Il silenzio italiano e la proposta di esilio

di Furio Colombo

Si incrociano le conversazioni sul faccia a faccia televisivo di Massimo D’Alema e Antonio Martino, durante la trasmissione «Porta a Porta» di lunedì sera. Come in un gioco di società, il ministro della Difesa italiano, sorridente e stranamente poco preoccupato, rifiuta di svelare la posizione del governo italiano. Con le Nazioni Unite? Contro le Nazioni Unite? Senza le Nazioni Unite? Con l’Unione Europea? Fuori da essa, con una non meglio precisata «coalizione», come nei racconti di fantascienza di Philip Dick? Martino si è ostinato a non dirlo, soddisfatto della sua discrezione, benché il presidente dei Ds lo abbia incalzato senza cedere, senza stancarsi, senza fingere di stare allo strano gioco, per quasi due ore.

Dopo questo dialogo senza risposte, che apparterrebbe al teatro dell’assurdo, se non accadesse ai nostri giorni, con una vera guerra che sta per accadere e un vero governo che non si fa trovare, si capisce il senso di un breve documento che Norberto Bobbio e Umberto Eco hanno firmato e affidato alle agenzie martedì sera, e che leggete su questa pagina.
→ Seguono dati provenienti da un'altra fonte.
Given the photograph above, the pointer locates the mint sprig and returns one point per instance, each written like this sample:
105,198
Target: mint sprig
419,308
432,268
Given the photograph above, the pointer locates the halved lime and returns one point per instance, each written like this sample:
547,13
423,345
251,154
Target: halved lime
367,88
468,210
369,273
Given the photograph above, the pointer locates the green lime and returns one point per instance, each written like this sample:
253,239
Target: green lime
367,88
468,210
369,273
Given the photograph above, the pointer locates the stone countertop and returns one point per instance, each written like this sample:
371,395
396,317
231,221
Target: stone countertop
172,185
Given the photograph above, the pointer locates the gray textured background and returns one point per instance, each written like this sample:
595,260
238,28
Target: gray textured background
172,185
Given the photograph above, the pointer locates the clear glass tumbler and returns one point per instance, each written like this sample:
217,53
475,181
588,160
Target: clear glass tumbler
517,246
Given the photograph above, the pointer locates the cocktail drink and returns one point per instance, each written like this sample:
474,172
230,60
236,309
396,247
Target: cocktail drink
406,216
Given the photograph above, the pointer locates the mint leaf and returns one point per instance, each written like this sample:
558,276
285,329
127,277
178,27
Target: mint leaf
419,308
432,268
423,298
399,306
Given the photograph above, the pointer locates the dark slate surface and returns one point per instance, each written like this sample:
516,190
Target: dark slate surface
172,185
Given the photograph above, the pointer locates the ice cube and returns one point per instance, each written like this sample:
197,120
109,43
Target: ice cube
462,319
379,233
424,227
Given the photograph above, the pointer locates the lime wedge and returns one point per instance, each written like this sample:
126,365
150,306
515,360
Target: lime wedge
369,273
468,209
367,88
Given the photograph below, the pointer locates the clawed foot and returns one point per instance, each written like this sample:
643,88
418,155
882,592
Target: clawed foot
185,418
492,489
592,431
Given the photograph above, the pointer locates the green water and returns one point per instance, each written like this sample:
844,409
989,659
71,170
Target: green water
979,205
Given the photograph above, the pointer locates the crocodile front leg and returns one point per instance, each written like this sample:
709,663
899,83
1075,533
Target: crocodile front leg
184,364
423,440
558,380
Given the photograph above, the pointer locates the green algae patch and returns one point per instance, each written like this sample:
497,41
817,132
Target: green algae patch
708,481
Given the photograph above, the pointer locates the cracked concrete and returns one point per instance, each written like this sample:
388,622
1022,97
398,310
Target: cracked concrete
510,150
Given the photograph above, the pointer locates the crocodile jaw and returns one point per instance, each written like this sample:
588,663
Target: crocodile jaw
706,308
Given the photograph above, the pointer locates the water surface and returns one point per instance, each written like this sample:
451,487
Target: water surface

Tale dichiarazione è un evidente sostegno al progetto di Pannella e Bonino, un impegno a evitare la guerra e a dare libertà e democrazia all’Iraq sotto la guida dell’Onu, con l’abbandono del potere da parte di Saddam Hussein. Bobbio e Eco non si pongono il problema se la proposta sia ingenua o sia realistica. Dicono entrambi tre cose. La prima: è un modo effettivo di agire, invece di invocare, per impedire la guerra. La seconda: intende costringere il governo italiano a dire una cosa chiara, univoca, utile. Un’occasione che il governo italiano non può permettersi di perdere. La terza è che un simile sforzo diplomatico impegna l’Europa- ora spaccata - ad agire insieme. E mette le Nazioni Unite al centro, proprio quando si vorrebbe dichiararle finite. E intanto non si scatena la guerra.